For a discussion of points, see Question 4 above.  A lender has guidelines on how many points he can charge.  Lenders are allowed to receive up to a total of 5 points for their work in getting you the loan.  In most cases, the loan officer handling the loan will charge one (1) point for an origination fee when the applicant has good to excellent credit.  Anything over 1 point is considered high.  Unless it is an unusually difficult case, most loan officers only charge between 1 and 2 points for the origination fee.  So, always look for a lender where you are only paying a maximum of 1 point or less.

 

Points can also be charged when the consumer is allowed by to "buy down" the interest rate. (See discussion in Question 4 above.)  The amount of the fee can vary from lender to lender.  To lower the rate 1/2 point, could possibly cost 1 point up front.

 

Another way a borrower pays "points" to a lender is indirectly through the interest rate.  Most consumers are not aware of this.  When your loan officer quotes you an interest rate, it is very rarely their "par" rate."  Par is the lowest rate that the lender offers and means no commission for the broker other than the origination fee.  The higher the interest rate you are given, over "par," the more money the loan officer makes in the form yield spread.  See Question 3 above for more information on yield spread.  Loan officers make their money in basically two ways.

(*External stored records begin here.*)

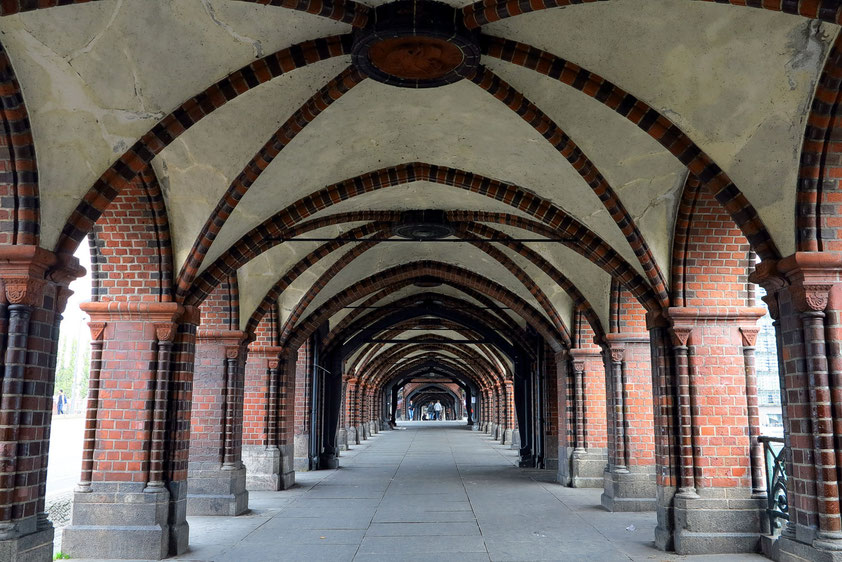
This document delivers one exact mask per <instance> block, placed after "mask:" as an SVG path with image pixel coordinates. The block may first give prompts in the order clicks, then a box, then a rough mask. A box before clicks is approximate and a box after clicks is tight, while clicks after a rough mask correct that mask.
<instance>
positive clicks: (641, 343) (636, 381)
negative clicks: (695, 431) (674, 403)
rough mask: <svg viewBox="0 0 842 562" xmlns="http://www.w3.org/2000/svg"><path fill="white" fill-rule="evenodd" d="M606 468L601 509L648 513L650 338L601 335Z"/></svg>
mask: <svg viewBox="0 0 842 562" xmlns="http://www.w3.org/2000/svg"><path fill="white" fill-rule="evenodd" d="M605 361H606V378H605V380H606V383H607V387H608V393H607V394H608V396H607V398H608V412H607V414H608V439H607V444H608V467H607V470H606V472H605V478H604V488H603V489H604V492H603V494H602V500H601V501H602V505H603V507H605V508H606V509H607V510H609V511H653V510H654V509H655V506H656V499H655V498H656V494H657V488H656V482H655V441H654V433H655V429H654V422H653V418H652V406H653V402H654V399H653V394H652V375H651V363H650V353H649V337H648V335H646V334H641V335H634V334H627V333H614V334H607V335H606V345H605Z"/></svg>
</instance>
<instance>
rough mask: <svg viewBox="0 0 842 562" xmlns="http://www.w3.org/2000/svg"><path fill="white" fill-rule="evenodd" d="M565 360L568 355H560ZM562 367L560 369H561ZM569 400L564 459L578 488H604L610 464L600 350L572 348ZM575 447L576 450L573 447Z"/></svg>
mask: <svg viewBox="0 0 842 562" xmlns="http://www.w3.org/2000/svg"><path fill="white" fill-rule="evenodd" d="M559 356H560V357H558V358H557V359H560V360H562V361H565V360H566V359H565V356H566V355H565V353H564V352H562V353H560V354H559ZM557 368H558V367H557ZM562 372H565V373H566V374H567V379H568V380H567V384H566V386H567V395H566V396H565V397H564V398H565V401H566V399H567V397H569V398H570V399H571V403H570V404H568V405H567V407H568V408H569V410H570V414H571V417H570V420H569V422H570V427H569V439H570V443H568V445H567V450H566V453H567V455H566V456H565V457H564V459H565V461H566V462H568V463H569V465H570V469H569V483H570V485H571V486H573V487H574V488H602V486H603V480H604V476H603V472H604V471H605V462H606V441H605V440H606V427H605V367H604V366H603V362H602V357H601V355H600V352H599V348H597V347H588V348H577V349H571V350H570V352H569V366H568V367H567V368H565V369H563V371H562ZM571 445H572V449H571V447H570V446H571Z"/></svg>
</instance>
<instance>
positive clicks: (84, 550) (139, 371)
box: [63, 302, 198, 559]
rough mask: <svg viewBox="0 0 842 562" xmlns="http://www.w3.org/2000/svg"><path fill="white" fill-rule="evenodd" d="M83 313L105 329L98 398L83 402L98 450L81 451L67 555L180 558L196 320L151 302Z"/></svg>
mask: <svg viewBox="0 0 842 562" xmlns="http://www.w3.org/2000/svg"><path fill="white" fill-rule="evenodd" d="M82 309H83V310H84V311H85V312H87V313H88V314H89V315H90V316H91V320H92V323H93V325H94V326H95V327H96V330H99V329H102V330H103V332H102V344H101V345H102V352H101V369H100V370H99V372H98V373H96V374H97V375H98V376H97V381H98V392H97V399H96V400H91V401H89V403H88V408H89V409H92V410H95V411H94V412H90V411H89V413H88V416H87V419H88V420H89V421H91V420H95V422H96V428H95V446H94V449H93V452H92V454H91V451H90V450H88V451H86V461H88V462H87V463H86V465H85V467H84V471H83V482H82V485H81V486H80V488H79V489H78V491H77V492H76V494H75V496H74V507H73V519H72V522H71V525H70V526H69V527H67V528H66V529H65V531H64V537H63V550H64V551H65V552H68V553H70V554H71V555H72V556H74V557H80V558H81V557H98V558H117V557H120V558H126V557H128V558H151V559H160V558H163V557H165V556H167V555H168V554H171V553H181V552H184V551H185V550H186V548H187V541H188V533H189V528H188V525H187V522H186V518H185V517H186V503H187V485H186V480H187V452H188V447H189V428H190V404H191V399H192V368H193V360H194V348H195V334H196V325H197V324H198V311H197V310H196V309H193V308H187V309H185V307H182V306H180V305H178V304H176V303H155V302H131V303H128V302H95V303H86V304H83V305H82ZM94 335H95V337H96V336H98V335H99V334H98V333H95V334H94ZM95 341H98V340H97V339H95ZM98 346H99V344H95V348H96V347H98ZM89 437H90V428H89ZM88 445H90V439H89V440H88ZM91 461H92V462H91ZM88 477H90V483H89V484H88V481H87V480H86V479H87V478H88Z"/></svg>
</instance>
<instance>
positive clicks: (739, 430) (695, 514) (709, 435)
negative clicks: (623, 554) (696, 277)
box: [667, 307, 766, 554]
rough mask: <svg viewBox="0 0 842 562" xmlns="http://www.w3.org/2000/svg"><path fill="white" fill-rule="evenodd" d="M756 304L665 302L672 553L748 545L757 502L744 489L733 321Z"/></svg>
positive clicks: (743, 364) (754, 309) (691, 551)
mask: <svg viewBox="0 0 842 562" xmlns="http://www.w3.org/2000/svg"><path fill="white" fill-rule="evenodd" d="M764 313H765V310H764V309H763V308H738V307H733V308H730V307H729V308H718V307H708V308H704V309H700V308H678V307H675V308H670V309H668V311H667V315H668V318H669V320H670V322H671V324H672V332H673V335H674V347H673V349H674V356H675V380H676V381H677V385H676V386H677V403H678V425H679V427H678V438H679V440H678V443H679V444H680V446H679V449H678V458H679V468H680V471H679V476H680V488H679V490H678V493H676V494H675V496H674V498H673V508H674V511H673V517H674V519H673V525H674V530H673V540H674V547H675V551H676V552H677V553H679V554H696V553H718V552H720V553H726V552H755V551H757V550H758V548H759V541H760V534H761V531H762V518H763V516H764V513H765V511H764V510H765V507H766V506H765V502H764V501H763V500H762V499H759V498H756V497H753V496H752V480H751V439H750V433H749V411H748V397H747V389H746V369H745V361H744V356H743V337H742V333H741V328H745V329H751V328H754V326H756V323H757V320H758V319H759V318H760V317H761V316H763V314H764Z"/></svg>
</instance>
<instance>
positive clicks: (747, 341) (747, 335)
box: [740, 326, 760, 347]
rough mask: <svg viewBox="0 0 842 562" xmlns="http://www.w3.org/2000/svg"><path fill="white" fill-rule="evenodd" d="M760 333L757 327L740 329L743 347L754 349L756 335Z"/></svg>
mask: <svg viewBox="0 0 842 562" xmlns="http://www.w3.org/2000/svg"><path fill="white" fill-rule="evenodd" d="M758 333H760V328H757V327H753V326H752V327H740V335H741V336H742V338H743V347H754V345H755V343H757V334H758Z"/></svg>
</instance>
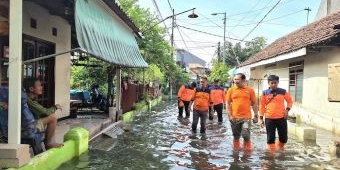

Origination fees and yield spread.

 

It is important to know that all mortgage brokers (that are not direct lenders) must disclose to you the yield spread on the HUD 1 Form at closing.  However, if you are doing business directly with the lending source, they are NOT required to disclose this information.  Some mortgage companies are set up as Lenders.  This means that they actually fund your loan.  However, they have agreements with other lenders to purchase the loan at closing.  The mortgage company in turn makes another fee from the major lender for selling the portfolio of loans to them.  Why do they do this? There are two main reasons. First, it allows them to close a larger number of loans more quickly.  However, another big reason they are set up this way is to avoid having to disclose the yield spread to the customer.  Many consumers would walk away from the loan if they knew their loan officer was not giving them the very best rate available.

I know several loan officers who, because they want to beat the competition, make their money off origination fees only.  So they put their customer into the "par" rate loan.  This is not common.  

 

Some loans are very difficult to get approved, so don't be upset by your loan officer putting you into an interest rate above their "par" rate.  Believe me; a good loan officer is worth their weight in gold.  Putting you into a good loan that fits your needs enables you to save thousands, if not tens of thousands of dollars over the life of your loan.  So, the extra money from the "yield spread" for time and efforts spent up front is well worth it.

 

A reputable, ethical loan officer takes good care of their customer.  They want you to come back in the future.  Not giving you a good deal or the best deal available, costs them future business from any referrals you may have.  Since loan officers get a great deal of their business from referrals they usually try to put you into the best deal they have to offer.